Here's the church
And here's the steeple
Save the rectory!
This is a bit of an out-of-character post for me since I’m much more of an introvert as the few friends who visit my LJ would agree. These days, however, I’ve gotten a feel for living outside my comfort zone and I kinda like it.
So this evening I went for a spring walk through my village after a stressful day at work. There’s not much in the village central of Chelsea, Quebec -- a store, a pub, a coffee house, some homes, a couple of artistic type galleries and the church and graveyard property. It’s pretty much the same scenery as it was when I was a child growing up here. Little has changed except my elementary school and school yard. The school is now a community centre and non-denominational too. And where did all those great big trees go that I used to hug and that frost fence that Donna Hayes licked and got her tongue stuck on one cold winter day. And to be sure, right next door is the Catholic school counterpart with the same name of St. Stephen. On the same grounds as the church, the dilapidated rectory now closed and condemned and the historic graveyard. Some local artists are trying to stir up interest in fundraising to save the rectory but these days most of the locals only want sewer systems, waste water treatment plants and high density housing also known as a ‘tax base’.
So getting back to my nostalgic trip through the landscape of my childhood I can’t help but be flooded with some of the memories surrounding these places. There’s the old country store where old Gerry Murphy, the aged owner and postmaster would dole out penny candy to the ‘good’ kids along with the mail; the local pub that used to be a house with a ghost in the attic and of course the church property. The church-life which I could tell as many humourous stories as Frank McCourt did in Angela’s Ashes -- like my very first time attending mass and I peed in the pew because I couldn’t hold it, ending up embarrassing the hell out of my father and earning his wrath; how the nuns used to pin a tissue to the girls’ heads if we forgot to bring our kerchiefs on Friday church morning and how my sister used to get enrage the nuns (every time) by using the tissue to blow her nose; my brother picking his nose up on the altar wearing the finest altar boy clothes in front of the whole congregation and the ultimate memory: meeting the coolest Prime Minister Canada ever had and who used to frequent our church.

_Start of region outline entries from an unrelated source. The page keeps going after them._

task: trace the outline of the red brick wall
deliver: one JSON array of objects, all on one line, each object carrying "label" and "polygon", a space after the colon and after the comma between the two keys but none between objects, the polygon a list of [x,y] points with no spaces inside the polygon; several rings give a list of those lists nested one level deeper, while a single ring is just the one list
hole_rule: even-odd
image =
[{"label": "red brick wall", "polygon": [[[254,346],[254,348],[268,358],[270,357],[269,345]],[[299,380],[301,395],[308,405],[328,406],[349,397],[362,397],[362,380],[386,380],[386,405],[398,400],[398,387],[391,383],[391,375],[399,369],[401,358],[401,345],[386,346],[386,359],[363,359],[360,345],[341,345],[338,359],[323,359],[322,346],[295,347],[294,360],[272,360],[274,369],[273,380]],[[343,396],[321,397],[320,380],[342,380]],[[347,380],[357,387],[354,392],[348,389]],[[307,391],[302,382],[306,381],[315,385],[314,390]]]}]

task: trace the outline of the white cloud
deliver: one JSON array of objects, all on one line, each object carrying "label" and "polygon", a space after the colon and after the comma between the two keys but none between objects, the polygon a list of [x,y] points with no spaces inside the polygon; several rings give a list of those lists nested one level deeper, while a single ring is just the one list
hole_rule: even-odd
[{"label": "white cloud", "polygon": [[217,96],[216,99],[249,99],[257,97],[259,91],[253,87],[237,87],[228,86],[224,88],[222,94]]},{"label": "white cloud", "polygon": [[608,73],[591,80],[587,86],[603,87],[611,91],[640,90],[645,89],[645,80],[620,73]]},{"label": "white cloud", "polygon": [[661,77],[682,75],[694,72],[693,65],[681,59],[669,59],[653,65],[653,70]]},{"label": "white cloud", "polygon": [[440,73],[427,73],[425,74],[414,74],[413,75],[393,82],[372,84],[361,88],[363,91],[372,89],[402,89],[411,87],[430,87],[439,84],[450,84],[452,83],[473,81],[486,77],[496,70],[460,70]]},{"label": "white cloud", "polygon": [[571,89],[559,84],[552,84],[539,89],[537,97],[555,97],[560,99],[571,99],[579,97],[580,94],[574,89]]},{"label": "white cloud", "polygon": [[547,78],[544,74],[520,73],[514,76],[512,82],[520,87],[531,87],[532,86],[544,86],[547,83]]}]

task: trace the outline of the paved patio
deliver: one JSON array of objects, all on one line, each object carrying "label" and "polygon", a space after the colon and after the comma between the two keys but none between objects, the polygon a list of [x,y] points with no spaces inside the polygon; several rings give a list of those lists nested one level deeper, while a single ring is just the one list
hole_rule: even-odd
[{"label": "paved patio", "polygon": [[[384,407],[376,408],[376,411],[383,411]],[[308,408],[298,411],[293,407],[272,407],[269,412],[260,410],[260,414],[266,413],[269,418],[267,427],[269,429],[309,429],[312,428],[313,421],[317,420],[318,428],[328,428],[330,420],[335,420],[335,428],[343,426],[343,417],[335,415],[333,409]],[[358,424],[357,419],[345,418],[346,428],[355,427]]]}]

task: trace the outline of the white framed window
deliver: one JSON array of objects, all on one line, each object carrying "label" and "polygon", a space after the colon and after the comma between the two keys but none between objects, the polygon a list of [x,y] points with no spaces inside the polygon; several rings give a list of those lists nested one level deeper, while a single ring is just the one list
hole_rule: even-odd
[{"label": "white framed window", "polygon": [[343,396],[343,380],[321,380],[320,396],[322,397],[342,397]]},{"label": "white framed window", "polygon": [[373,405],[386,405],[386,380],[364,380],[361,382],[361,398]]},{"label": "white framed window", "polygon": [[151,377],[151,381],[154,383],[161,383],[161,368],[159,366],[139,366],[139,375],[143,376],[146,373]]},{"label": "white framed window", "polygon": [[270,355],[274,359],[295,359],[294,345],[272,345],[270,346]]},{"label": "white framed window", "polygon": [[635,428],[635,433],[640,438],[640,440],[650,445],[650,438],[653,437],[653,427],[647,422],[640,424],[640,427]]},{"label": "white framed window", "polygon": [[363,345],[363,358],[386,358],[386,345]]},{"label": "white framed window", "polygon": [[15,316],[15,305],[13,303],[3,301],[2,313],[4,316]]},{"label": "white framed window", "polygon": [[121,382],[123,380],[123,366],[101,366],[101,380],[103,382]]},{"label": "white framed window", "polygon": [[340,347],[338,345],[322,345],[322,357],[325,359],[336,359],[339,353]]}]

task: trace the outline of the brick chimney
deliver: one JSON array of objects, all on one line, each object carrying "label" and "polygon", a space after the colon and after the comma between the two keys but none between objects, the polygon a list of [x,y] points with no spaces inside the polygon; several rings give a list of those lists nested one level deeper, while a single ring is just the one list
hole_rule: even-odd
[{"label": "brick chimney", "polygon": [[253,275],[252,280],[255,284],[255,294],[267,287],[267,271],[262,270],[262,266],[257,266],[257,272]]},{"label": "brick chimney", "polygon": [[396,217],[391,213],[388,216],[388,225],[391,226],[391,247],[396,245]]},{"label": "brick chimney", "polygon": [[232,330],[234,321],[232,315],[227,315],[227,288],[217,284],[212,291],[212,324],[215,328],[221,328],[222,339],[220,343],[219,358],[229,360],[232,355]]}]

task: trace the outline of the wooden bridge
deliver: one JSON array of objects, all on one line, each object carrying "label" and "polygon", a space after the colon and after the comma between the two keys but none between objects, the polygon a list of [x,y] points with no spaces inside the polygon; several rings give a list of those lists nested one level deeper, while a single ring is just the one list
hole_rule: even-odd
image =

The adjacent graveyard now houses the graves of both of my parents and my bestest girlfriend Joanne who died of cancer when I was 10. It took me until only a few years ago to find her grave and rekindle a relationship with Pete and Terry her parents. Pete has since passed on and I know Terry doesn’t get enough phone calls from me but we swap birthday/christmas cards and she still keeps the poem I wrote for her daughter over 30 years later. One day I will go and collect the little white rosary she wants me to have from Joanne and my first communion day. Till this day when the church bells of St. Stephen's ring I remember exactly what I was doing and what the weather was like when those same bells rang out the news of Joanne's death to the community.
Now the rectory brings back some of the strongest memories of all - they say the olfactory sense is the strongest stimulus for nostalgia and for some odd reason I equate the sickly sweet smell of cigar smoke with conversion from the Anglican religion to Catholicism. This would be the time when I was between 5 and 6 years old and Mom decided that if her children were to be baptized and educated in the Catholic faith then so should she. Each Monday night Mom would go to the rectory for lessons with Father Brennan and I accompanied her. I was not allowed to go into the rooms where the priest conducted his lessons with Mom but was to sit on the high bench outside the room waiting. My legs were too short to touch the floor and if I sat back against the back of the bench then the angle of the seat edge cut painfully into the backs of my legs. So all I could do was literally sit on the edge of my seat with my legs dangling taking in my surroundings waiting for Mom to be converted. Mabel, the live-in trusty housekeeper had the comfy chairs in the parlour and I wasn’t allowed to sit with her. She only liked priests and certainly not children. So there wasn’t much to see or do for me in the darkened entry way but always take in that present and persistent odour. Father Brennan, when he wasn’t spraying incense, was a serious cigar smoker. Years later that same rectory saw me and my husband taking marriage prep lessons. And you guessed it - I married an Anglican. The ceremony was conducted with not the least bit of cigar smoke odour present either.
So in my village, as in most villages, the church and its grounds are still the focal point structures. I left the church for many years - it held only hellfire and damnation for me until a few years ago when I re-discovered prayer. And while not a devout and fully practicing Catholic I came back to a place that is as uncaring or as caring as the people who go there -- pretty much like everywhere else. And that includes my home town. Most of my school chums’ parents still go every Sunday even if their kids have moved away. I know for a fact though that if any of them were to come for a visit to the village square they’d end up smack dab in the same place I do. There’s nowhere else to go -- that is not until the developers have their way. And the church and the periphery of woods and nature will fade into obscurity forever.